If a vegetable leaves strings in your mouth when you chew it, there's a good chance it’s a fibrous vegetable. These types of veggies act like nature’s scrub brush, cleaning out your digestive tract and promoting optimal gut health. By keeping your gut in check, fibrous vegetables help ensure that your body efficiently absorbs nutrients into your bloodstream. And as research on gut health grows, we’re learning just how vital it is for overall well-being, from digestion to immune function.
Make it a priority to include fibrous vegetables in your meals daily. Here are a few examples to get you started:
String Beans
Long Beans
Snap Peas
Sweet Peas
Edamame
Broccoli
Cauliflower
Broccolini
Asparagus
Brussels Sprouts
Bamboo Shoots
Artichoke Leaves
Stems of Leafy Greens
Celery
Bitter Gourd
A serving size of fibrous vegetables is 1 cup raw, chopped and loosely packed. Fibrous vegetables reduce by varying amounts depending on the vegetable so measure them raw. Whatever they cook down to is the correct serving size.

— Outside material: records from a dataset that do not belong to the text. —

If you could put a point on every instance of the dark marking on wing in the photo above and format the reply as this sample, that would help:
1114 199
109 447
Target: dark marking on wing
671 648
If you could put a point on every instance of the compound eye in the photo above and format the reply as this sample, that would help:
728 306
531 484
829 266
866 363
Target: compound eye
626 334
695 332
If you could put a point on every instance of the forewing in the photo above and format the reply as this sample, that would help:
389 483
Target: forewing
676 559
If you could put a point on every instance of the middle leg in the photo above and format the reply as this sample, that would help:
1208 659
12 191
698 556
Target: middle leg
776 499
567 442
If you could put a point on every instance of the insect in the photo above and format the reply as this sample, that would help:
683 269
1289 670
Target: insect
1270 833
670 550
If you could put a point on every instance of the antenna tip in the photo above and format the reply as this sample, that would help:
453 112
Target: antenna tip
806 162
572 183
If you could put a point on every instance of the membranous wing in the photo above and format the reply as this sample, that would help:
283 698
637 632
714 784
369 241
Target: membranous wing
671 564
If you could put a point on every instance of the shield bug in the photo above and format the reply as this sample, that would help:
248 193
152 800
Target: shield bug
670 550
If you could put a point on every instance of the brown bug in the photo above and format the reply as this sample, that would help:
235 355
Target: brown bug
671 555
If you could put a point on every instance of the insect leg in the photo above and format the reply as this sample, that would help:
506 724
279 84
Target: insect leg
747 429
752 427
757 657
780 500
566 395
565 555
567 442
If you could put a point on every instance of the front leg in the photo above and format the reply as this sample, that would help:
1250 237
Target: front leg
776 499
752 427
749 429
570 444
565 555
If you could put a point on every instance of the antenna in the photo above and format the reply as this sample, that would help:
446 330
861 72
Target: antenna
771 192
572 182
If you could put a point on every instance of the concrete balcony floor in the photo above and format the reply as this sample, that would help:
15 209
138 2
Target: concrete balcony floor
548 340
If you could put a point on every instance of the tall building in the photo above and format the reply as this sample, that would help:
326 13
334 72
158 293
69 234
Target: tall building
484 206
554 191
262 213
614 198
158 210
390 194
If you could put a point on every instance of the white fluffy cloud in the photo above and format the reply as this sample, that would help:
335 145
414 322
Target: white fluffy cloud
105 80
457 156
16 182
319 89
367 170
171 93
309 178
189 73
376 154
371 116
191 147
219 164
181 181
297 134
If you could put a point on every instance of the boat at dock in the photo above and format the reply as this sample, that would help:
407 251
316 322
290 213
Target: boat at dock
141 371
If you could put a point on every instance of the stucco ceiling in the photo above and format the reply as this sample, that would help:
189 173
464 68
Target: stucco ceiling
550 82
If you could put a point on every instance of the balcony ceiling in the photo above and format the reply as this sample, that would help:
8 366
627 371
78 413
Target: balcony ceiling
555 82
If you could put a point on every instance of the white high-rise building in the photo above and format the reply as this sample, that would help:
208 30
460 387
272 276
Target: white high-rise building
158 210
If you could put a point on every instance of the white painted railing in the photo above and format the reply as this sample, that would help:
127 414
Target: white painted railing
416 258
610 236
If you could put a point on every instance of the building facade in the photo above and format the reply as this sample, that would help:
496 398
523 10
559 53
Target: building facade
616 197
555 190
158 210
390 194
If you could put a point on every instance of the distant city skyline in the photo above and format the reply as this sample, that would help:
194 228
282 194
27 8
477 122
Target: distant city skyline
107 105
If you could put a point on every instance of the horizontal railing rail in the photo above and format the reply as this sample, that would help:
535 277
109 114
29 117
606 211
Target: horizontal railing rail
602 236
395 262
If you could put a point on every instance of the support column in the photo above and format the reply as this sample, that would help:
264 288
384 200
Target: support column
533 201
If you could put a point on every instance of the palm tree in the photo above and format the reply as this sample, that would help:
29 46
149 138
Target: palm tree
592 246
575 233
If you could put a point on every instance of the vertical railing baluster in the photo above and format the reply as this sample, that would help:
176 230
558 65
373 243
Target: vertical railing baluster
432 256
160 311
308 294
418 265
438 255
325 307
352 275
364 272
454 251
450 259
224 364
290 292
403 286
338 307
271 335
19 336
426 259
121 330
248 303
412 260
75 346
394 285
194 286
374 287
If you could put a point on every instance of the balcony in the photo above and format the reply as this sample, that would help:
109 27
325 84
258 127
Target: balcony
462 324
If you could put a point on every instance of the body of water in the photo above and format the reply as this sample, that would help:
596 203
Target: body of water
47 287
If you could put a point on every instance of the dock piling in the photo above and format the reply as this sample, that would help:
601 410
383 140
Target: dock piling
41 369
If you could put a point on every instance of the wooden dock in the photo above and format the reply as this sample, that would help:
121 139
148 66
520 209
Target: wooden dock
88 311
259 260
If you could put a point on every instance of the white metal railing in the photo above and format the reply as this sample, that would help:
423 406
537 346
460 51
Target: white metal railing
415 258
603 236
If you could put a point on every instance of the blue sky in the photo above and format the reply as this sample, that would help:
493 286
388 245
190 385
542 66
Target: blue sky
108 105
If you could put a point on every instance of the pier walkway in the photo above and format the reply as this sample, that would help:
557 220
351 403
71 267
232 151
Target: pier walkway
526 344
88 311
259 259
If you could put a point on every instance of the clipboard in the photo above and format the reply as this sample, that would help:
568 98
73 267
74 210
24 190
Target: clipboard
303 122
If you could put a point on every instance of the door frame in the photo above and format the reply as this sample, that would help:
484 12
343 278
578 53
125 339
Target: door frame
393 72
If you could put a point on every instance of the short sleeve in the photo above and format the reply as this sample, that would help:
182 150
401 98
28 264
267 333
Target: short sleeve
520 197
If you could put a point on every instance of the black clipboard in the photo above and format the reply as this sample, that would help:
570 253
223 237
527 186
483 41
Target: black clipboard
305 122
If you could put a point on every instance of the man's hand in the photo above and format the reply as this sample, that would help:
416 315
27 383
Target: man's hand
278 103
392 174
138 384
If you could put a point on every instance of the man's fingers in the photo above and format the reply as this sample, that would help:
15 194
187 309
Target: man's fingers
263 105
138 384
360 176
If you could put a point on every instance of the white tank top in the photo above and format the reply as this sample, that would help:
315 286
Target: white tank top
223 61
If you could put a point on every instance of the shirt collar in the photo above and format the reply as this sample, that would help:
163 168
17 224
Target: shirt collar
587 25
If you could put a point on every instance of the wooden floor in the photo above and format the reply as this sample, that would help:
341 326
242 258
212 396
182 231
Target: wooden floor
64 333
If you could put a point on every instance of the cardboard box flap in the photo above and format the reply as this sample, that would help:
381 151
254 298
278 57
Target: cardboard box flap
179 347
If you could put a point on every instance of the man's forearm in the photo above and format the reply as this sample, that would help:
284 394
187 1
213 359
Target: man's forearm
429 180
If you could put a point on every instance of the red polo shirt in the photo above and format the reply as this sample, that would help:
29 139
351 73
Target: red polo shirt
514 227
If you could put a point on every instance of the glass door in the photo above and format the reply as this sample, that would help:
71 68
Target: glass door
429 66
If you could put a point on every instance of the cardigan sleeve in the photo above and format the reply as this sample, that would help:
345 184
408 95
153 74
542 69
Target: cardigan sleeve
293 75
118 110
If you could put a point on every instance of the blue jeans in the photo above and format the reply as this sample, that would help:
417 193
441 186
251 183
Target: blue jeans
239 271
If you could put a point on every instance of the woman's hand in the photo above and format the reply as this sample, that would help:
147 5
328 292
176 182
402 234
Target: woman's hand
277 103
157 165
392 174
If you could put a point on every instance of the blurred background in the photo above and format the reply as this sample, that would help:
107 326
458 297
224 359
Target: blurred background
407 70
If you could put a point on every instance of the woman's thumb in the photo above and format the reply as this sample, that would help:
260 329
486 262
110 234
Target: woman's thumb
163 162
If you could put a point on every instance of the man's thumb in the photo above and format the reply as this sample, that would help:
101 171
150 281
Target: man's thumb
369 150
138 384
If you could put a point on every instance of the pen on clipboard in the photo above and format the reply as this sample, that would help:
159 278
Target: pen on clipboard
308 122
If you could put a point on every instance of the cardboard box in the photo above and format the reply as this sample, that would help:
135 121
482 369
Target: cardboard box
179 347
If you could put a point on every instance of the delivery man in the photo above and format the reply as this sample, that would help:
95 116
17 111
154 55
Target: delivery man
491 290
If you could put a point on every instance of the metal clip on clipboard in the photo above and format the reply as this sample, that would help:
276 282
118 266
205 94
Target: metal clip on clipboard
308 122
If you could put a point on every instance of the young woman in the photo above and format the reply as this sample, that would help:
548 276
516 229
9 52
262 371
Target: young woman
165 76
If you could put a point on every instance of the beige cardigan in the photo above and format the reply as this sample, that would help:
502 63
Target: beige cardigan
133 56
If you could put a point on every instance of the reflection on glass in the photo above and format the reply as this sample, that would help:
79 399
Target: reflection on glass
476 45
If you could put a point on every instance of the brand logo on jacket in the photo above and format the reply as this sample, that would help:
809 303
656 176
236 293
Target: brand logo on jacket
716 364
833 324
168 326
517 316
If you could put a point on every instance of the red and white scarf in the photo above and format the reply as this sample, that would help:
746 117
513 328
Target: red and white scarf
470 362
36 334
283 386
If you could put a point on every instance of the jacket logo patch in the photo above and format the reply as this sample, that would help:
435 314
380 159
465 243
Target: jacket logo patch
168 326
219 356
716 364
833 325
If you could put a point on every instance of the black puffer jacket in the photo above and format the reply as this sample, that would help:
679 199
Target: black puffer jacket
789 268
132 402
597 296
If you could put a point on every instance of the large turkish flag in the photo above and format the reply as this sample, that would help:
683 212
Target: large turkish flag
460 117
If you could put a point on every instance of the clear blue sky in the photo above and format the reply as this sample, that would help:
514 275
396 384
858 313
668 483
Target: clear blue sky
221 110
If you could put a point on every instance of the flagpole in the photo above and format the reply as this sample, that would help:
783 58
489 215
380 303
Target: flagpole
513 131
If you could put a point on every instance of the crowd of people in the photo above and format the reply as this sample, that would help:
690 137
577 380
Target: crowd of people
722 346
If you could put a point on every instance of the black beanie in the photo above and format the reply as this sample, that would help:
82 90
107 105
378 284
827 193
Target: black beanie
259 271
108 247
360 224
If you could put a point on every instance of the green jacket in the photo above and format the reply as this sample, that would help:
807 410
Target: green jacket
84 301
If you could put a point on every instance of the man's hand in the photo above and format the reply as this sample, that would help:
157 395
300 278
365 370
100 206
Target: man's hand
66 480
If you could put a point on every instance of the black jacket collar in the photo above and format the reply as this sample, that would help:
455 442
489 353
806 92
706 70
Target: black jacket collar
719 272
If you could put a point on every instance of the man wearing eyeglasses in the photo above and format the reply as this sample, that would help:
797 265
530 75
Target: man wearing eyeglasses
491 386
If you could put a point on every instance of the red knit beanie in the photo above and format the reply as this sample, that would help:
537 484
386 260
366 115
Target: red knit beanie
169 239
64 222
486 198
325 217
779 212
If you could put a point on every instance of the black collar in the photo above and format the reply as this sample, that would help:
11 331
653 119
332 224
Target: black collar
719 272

I’ve seen many clients over the years remove the thick stems of certain leafy greens and throw them away. You can save time and money by using the stems as your fibrous vegetable.
Vegetables that are exceptionally stringy can be chopped into lengths of roughly 1/2 to 3/4 inch (1.5 to 2 cm).
Remember, it is the stringy fiber in these vegetables that your body needs, so be sure to keep it intact. Blending these vegetables or overcooking them to be mushy defeats the purpose. Steaming until hot through while still a bit crunchy is one of the best cooking methods.